About me
About me:
Head of the Center for Asian Affairs University of Lodz; Professor at CAS WSMiP UL; Chinese language studies at Shanghai International Studies University; internship at the Heritage Foundation in Washington, DC; visiting professor at the Chinese Academy of Social Sciences in Beijing; Principal investigator in grants supported by the NSC, Horizon 2020, MOFA, and KGHM; specializes in the rhetoric of Chinese diplomacy, political transformation of the PRC and the role of provinces in Chinese foreign policy. Author: China's Provinces and the Belt and Road Initiative (Routledge 2021).
Title:
Quasi-Centralization of Local Interests and Centre-Province Relations under the Belt and Road Initiative “Umbrella"
Abstract:
Paper for panel: The Different Dimensions of Local China’s Development (panel organised by Dominik Mierzejewski, University of Lodz, Poland)
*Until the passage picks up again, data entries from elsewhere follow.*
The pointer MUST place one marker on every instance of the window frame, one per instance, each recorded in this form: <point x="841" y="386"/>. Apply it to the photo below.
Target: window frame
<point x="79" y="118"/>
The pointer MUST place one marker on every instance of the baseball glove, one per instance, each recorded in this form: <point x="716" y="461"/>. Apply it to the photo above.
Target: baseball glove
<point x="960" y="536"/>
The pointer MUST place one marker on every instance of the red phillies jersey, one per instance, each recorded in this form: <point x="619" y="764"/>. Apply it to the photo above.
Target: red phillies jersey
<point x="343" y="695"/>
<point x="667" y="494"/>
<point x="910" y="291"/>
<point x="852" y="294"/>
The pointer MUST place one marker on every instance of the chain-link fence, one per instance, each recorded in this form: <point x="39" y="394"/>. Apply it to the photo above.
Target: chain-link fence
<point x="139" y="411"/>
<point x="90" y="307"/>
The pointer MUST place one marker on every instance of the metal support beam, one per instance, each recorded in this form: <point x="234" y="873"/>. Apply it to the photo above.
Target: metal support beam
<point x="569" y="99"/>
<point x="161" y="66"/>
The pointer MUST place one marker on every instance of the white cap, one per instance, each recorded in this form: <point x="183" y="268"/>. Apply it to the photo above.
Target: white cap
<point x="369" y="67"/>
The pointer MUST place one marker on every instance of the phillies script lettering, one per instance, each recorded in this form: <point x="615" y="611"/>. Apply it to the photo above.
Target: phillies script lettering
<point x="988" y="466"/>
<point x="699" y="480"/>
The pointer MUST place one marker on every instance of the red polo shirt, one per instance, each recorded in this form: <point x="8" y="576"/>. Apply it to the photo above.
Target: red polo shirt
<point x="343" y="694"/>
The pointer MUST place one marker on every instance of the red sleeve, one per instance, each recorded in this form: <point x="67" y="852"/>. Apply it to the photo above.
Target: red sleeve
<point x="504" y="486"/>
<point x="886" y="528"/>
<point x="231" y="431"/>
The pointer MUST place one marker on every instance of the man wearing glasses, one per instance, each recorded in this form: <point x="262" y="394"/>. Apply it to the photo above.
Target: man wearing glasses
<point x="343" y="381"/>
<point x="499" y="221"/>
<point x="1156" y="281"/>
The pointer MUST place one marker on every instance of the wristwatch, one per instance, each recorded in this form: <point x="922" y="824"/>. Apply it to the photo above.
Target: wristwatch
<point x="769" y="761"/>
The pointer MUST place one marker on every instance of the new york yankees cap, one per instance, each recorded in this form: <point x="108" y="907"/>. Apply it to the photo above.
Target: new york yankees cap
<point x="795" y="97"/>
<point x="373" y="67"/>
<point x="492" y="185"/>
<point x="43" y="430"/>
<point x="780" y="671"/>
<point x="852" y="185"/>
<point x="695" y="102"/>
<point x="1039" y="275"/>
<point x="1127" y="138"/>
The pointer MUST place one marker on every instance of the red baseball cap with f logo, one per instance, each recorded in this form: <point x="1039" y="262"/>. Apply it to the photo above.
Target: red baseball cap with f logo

This paper addresses the critical issue of the domestication of the Belt and Road Initiative (BRI). Most analyses present the BRI as China's grand strategy, based on imperial approaches supported by the PRC government. This, however, is only part of the complex picture. From a domestic perspective, the BRI is illustrated by discussing central-local dyadic relations from a post-1978 viewpoint. In the first part, the author sheds light on central-provincial government relations by discussing the continuity of fragmentation in China and the horizontal relations between provinces. The second part delves into theoretical debates over China's decentralisation-centralisation cycles, emphasising the post-Tiananmen debates initiated by Wang Huning, Wang Shaoguang, and Hu Angang, known as the new-left movement, which has been further developed under Xi Jinping. The empirical part of the paper presents a case study of practical interactions between Sichuan province and Chongqing municipalities. The paper concludes that, while the central government has taken extra measures to integrate China's fragmented economy, the question of the future 'united market' remains unanswered. As argued in the paper, the international actorness of China’s provinces allows Beijing's government to quasi-centralize local players' interests and navigate their horizontal competition in more coordinated directions. However, the fully integrated direction is seen as a possible threat to the central government's paramount position.